The initial design goals were three-fold. First, develop modern ministry space for students while incorporating the heritage of a 150-plus-year-old existing campus. Second, provide for flexibility by creating spaces that can serve a variety of users, including student ministry, adults, conference groups, etc. Third, connect with the surrounding community.
In an effort to be relevant to a younger generation, the new building was conceived with modern design forms that contrast the gothic architecture forms of the main church campus. In order to connect the "new" with the "old," building materials and design details from the existing campus (i.e., brick, cast stone, etc.) where incorporated throughout the new student building.
The clean lines of the modern architecture mixed with an "industrial" styling, enabling an incorporation of icon symbols, such as the Cross. Traditional Methodist symbols, like the Cross and Flame, were expressed in a contemporary interpretation of steel and perforated metal on the front façade of the glass stair tower, further linking the new building to the existing campus.

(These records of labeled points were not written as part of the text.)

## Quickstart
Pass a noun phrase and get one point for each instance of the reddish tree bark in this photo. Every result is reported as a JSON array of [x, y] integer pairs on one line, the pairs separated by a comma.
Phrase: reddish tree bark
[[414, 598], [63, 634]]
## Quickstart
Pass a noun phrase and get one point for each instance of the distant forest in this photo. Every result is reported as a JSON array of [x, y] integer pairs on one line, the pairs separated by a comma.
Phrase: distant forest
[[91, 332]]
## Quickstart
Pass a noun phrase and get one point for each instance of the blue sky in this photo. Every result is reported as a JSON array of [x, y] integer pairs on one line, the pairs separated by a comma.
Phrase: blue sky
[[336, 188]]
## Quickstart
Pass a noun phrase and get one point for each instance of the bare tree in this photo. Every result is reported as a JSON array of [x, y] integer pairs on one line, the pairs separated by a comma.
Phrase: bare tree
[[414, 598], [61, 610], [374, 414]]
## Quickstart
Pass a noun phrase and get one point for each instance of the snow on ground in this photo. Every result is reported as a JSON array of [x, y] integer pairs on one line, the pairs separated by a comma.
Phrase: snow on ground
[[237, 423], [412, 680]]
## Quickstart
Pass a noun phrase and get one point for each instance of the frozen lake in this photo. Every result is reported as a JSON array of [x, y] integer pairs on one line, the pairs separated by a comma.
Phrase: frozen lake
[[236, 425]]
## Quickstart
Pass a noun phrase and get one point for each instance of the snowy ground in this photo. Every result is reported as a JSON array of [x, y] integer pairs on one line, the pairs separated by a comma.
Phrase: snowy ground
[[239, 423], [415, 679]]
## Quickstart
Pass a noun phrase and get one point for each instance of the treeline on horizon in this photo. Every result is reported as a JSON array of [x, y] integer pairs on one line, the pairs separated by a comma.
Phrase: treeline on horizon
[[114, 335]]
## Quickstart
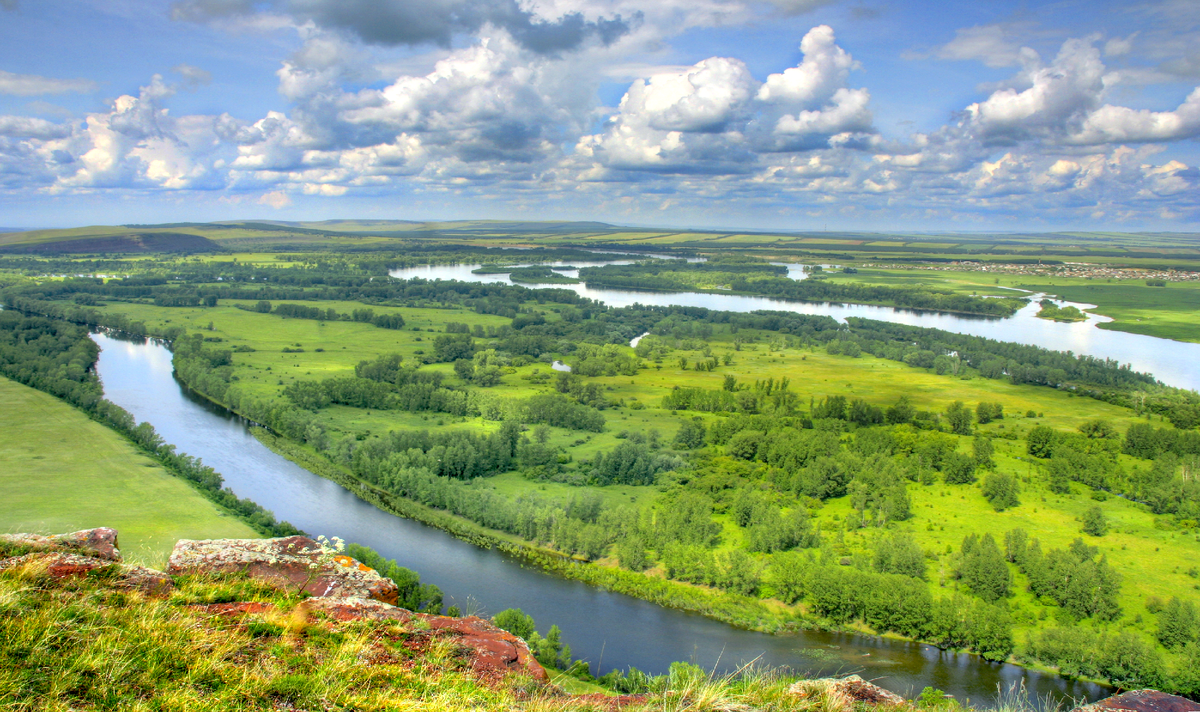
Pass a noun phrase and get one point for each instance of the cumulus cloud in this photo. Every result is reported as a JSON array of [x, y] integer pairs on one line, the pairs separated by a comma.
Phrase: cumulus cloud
[[407, 22], [991, 45], [36, 85], [193, 77], [715, 117], [1056, 95]]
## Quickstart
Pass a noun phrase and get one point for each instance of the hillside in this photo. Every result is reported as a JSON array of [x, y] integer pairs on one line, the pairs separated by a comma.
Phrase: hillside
[[64, 471]]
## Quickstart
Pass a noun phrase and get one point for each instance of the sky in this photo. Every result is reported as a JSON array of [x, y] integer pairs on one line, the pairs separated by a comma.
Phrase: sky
[[781, 114]]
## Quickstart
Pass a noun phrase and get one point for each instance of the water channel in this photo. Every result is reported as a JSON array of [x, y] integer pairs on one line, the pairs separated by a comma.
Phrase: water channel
[[607, 629], [1171, 362]]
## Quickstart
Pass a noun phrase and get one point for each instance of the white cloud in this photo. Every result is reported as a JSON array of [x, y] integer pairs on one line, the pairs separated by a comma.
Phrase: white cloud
[[1115, 124], [990, 45], [276, 199], [37, 85]]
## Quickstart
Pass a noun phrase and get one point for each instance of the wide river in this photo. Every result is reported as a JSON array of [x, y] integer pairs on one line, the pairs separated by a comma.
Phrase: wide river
[[1171, 362], [609, 629]]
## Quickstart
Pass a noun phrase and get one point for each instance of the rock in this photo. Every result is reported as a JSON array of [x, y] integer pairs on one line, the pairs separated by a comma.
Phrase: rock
[[288, 562], [846, 690], [100, 543], [58, 564], [1141, 700], [495, 652], [491, 651]]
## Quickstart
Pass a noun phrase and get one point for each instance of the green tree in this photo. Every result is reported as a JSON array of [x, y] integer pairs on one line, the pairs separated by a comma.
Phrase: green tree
[[983, 568], [959, 417], [1095, 522], [983, 452], [1177, 623], [690, 435], [1041, 441], [899, 554], [516, 622], [1001, 490]]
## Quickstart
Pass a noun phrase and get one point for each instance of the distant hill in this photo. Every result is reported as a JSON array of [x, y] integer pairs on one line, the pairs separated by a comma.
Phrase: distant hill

Student Building (First United Methodist Church McKinney)
Project Size: 301-800 seats
Completion Date: September 16, 2013
The overall theme for the space consisted of an industrial style that can be considered "playful" for students and at the same time considered "sophisticated" for adults and other users. The worship center is designed to incorporate 250 seats though large overhead doors along the back can be opened to enable this room to increase its seating capacity for large events. Classrooms have been designed using folding partitions to provide for a multitude of venue sizes.
An outdoor covered pavilion can host a variety of activities ranging from basketball and volleyball games to dining events, "hang space" and worship events.
Transparency turns the building inside out, with the colorful interiors and activities visible at all hours of the day and night. Large window wall systems are employed to provide views "into" the building from the street, enabling the community to "see into the church" while, at the same time, enabling the church to "shine" into the community. The large windows also provided "framed views" back to the existing campus.
This project represents a growing trend among churches, where no longer are students given the "leftover" spaces in the back of hallways of old education buildings. Rather, the student ministry has become a catalyst for reaching families and resulting in student space being moved to the forefront of the campus.